E’ noto a tutti l’ “effetto Werther”, cioè il fatto che i suicidi tendono a moltiplicarsi per emulazione, per imitazione, come all’epoca in cui il famoso romanzo di Goethe, I dolori del giovane Werther, determinò un’epidemia di suicidi tale da indurre alcuni governi a vietare la diffusione del libro. Ebbene, quando una cultura finisce per accettare e legalizzare il suicidio assistito, anche le barriere religiose, culturali e morali, di fronte a questo gesto estremo, cadono, ed è inevitabile che l’eutanasia legale di qualcuno influenzi e favorisca altre eutanasie, a catena.
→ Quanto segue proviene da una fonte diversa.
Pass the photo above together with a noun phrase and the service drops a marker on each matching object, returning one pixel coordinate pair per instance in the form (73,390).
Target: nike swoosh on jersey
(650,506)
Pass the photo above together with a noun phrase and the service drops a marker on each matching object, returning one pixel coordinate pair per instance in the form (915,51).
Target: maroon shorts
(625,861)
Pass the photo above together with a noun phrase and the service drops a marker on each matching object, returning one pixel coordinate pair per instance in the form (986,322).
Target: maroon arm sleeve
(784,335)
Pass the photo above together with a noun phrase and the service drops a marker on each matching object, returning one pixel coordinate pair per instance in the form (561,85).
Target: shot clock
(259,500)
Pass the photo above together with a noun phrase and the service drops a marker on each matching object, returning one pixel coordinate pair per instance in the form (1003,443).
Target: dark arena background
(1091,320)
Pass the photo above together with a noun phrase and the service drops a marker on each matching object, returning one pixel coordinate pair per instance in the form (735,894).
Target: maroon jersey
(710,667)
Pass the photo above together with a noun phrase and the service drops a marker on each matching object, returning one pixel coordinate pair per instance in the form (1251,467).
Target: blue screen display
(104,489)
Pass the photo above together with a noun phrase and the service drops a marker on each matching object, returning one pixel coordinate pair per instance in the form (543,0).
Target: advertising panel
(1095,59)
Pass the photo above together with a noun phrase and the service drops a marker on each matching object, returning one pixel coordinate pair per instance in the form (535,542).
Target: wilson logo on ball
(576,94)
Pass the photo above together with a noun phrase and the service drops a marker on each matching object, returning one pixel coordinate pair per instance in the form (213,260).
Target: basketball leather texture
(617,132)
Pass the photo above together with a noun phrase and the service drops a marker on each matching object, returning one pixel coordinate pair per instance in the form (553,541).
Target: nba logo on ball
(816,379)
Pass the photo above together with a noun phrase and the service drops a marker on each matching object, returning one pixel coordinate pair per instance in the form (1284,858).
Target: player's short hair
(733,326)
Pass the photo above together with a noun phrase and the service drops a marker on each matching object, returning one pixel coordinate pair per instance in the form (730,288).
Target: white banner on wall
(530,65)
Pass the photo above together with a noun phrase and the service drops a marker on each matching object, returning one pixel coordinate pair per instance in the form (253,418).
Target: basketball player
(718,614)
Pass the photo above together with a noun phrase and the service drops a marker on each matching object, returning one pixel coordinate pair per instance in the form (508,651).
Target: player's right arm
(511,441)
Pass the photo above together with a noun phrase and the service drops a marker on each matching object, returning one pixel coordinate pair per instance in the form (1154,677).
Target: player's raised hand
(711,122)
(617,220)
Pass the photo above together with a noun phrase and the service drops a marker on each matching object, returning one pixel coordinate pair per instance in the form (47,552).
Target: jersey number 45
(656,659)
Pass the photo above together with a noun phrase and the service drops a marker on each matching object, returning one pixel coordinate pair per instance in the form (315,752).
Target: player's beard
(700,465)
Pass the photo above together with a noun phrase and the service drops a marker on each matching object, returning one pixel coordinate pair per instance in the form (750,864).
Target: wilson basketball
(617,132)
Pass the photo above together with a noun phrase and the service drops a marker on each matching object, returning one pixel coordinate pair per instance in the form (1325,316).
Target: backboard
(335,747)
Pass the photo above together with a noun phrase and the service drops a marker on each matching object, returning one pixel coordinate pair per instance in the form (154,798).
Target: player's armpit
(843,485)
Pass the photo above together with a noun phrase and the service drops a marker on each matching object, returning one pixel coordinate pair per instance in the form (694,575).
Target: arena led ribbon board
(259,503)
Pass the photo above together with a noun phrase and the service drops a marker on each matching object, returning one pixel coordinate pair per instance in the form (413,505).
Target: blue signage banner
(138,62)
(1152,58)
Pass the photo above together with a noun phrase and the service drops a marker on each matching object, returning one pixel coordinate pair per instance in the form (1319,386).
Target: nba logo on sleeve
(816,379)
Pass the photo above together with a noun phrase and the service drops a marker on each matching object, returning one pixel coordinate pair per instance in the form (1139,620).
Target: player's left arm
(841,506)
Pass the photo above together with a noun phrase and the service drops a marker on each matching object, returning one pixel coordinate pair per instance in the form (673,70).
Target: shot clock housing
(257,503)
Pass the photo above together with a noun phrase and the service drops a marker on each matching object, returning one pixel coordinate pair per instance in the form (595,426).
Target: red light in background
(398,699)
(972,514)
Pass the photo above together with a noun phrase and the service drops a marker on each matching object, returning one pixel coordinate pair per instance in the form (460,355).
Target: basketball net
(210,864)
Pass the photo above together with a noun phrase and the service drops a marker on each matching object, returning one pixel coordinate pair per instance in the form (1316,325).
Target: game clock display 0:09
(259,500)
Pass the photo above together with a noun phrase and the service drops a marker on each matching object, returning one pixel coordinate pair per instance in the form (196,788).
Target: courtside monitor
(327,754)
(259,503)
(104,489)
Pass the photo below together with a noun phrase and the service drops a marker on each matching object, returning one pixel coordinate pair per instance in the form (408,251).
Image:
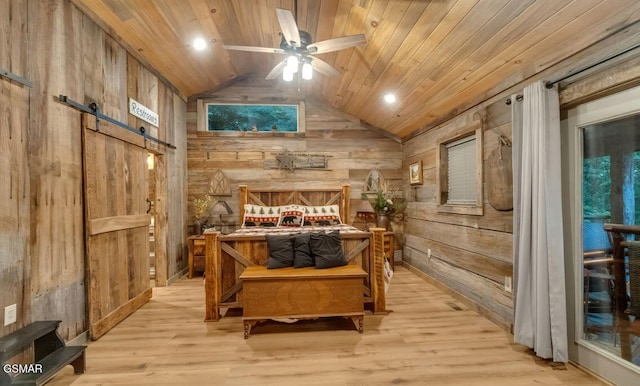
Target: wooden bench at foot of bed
(302,293)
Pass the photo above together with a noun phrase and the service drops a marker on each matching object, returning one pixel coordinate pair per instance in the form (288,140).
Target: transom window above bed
(250,118)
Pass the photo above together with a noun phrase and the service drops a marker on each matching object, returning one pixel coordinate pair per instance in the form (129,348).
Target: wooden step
(52,363)
(15,342)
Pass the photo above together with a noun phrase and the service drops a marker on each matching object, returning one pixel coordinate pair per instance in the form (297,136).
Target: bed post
(376,268)
(243,198)
(345,200)
(213,277)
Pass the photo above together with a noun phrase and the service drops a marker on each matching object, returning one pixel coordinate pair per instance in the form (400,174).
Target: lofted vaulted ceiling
(438,56)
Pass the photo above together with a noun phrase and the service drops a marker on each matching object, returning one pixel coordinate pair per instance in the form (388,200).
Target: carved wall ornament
(219,184)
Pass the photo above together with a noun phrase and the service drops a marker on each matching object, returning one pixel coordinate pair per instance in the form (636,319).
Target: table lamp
(221,209)
(363,211)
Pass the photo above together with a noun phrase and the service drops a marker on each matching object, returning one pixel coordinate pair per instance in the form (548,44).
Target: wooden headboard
(315,197)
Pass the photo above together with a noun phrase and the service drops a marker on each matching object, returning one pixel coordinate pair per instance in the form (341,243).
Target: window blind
(461,172)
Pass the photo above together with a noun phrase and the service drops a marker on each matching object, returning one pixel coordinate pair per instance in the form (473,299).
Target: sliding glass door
(602,166)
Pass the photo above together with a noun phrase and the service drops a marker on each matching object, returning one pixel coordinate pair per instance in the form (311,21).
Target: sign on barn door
(116,223)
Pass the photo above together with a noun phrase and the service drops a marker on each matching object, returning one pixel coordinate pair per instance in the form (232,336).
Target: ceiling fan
(299,48)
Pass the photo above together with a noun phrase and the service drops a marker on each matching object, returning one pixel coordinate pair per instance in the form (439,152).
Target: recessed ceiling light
(199,44)
(389,98)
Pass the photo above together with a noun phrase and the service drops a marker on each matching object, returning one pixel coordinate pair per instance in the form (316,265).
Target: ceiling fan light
(292,64)
(307,71)
(287,74)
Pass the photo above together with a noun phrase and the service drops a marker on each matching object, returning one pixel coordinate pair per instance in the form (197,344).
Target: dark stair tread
(27,334)
(51,364)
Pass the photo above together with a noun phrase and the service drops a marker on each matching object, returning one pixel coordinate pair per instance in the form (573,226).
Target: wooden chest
(302,293)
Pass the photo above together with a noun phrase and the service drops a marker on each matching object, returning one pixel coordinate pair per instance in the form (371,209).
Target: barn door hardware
(16,78)
(94,110)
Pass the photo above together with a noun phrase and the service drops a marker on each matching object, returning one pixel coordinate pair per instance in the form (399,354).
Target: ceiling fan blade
(254,49)
(336,44)
(288,26)
(275,72)
(323,67)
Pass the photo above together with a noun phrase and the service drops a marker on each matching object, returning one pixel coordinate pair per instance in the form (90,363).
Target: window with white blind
(460,174)
(461,171)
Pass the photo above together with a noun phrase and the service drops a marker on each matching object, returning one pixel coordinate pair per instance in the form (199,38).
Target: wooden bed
(227,256)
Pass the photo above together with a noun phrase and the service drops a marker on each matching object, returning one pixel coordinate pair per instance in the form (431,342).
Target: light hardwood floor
(429,338)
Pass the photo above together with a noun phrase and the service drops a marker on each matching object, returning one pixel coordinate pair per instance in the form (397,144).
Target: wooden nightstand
(389,248)
(196,254)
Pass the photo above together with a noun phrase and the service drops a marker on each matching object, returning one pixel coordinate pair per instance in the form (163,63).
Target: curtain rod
(553,82)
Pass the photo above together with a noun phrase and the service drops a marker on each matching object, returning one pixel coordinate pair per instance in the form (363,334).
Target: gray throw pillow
(302,252)
(280,251)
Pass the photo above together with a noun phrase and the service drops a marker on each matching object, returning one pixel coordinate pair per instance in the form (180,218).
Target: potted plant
(387,205)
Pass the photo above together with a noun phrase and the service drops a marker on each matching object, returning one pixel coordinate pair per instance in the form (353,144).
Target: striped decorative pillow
(261,216)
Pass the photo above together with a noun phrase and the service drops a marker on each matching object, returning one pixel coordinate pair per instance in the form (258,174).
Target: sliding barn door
(117,223)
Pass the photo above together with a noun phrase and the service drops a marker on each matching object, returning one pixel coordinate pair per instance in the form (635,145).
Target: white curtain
(540,320)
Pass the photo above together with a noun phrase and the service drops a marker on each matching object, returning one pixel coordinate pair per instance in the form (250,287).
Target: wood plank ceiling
(438,56)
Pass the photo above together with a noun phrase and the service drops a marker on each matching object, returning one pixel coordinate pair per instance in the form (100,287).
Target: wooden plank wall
(14,176)
(469,254)
(61,51)
(475,261)
(353,149)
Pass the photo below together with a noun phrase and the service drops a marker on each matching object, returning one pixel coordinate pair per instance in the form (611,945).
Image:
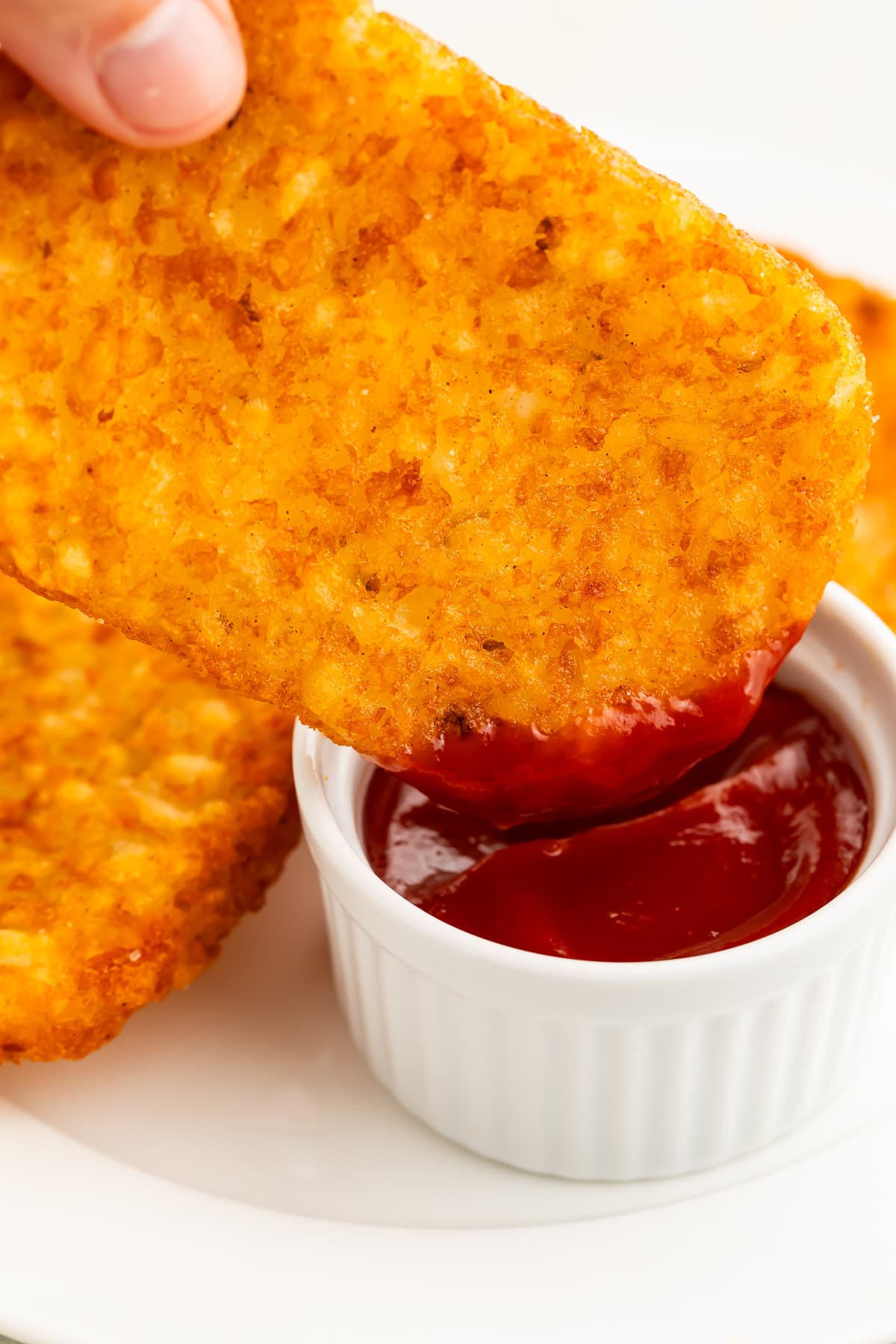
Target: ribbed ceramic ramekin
(618,1070)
Una storia riportata da un personaggio non sospettabile come Umberto Veronesi, forse il più celebre propagandista dell’eutanasia in Italia, ci dice dove possa portare l’idea di una società che invece di farsi carico del dolore dei suoi membri, si dispone ad eliminarli. Scrive Veronesi: “Mi ha raccontato un amico, un medico in un paese in cui la legge consente il suicidio assistito: ‘Ho accompagnato un mio paziente, che voleva essere aiutato a morire. L’inviato dell’organizzazione ha preparato la pozione letale, il paziente ne ha bevuta la metà e poi ha avuto un ripensamento. L’incaricato gli ha detto: ‘Guardi che così rischia di avere delle sofferenze indicibili. Beva tutto perché io sono venuto qui perché lei finisca di bere!’ Il paziente ha obbedito ed è morto” (Umberto Veronesi, Il diritto di morire, Mondadori, 2005)».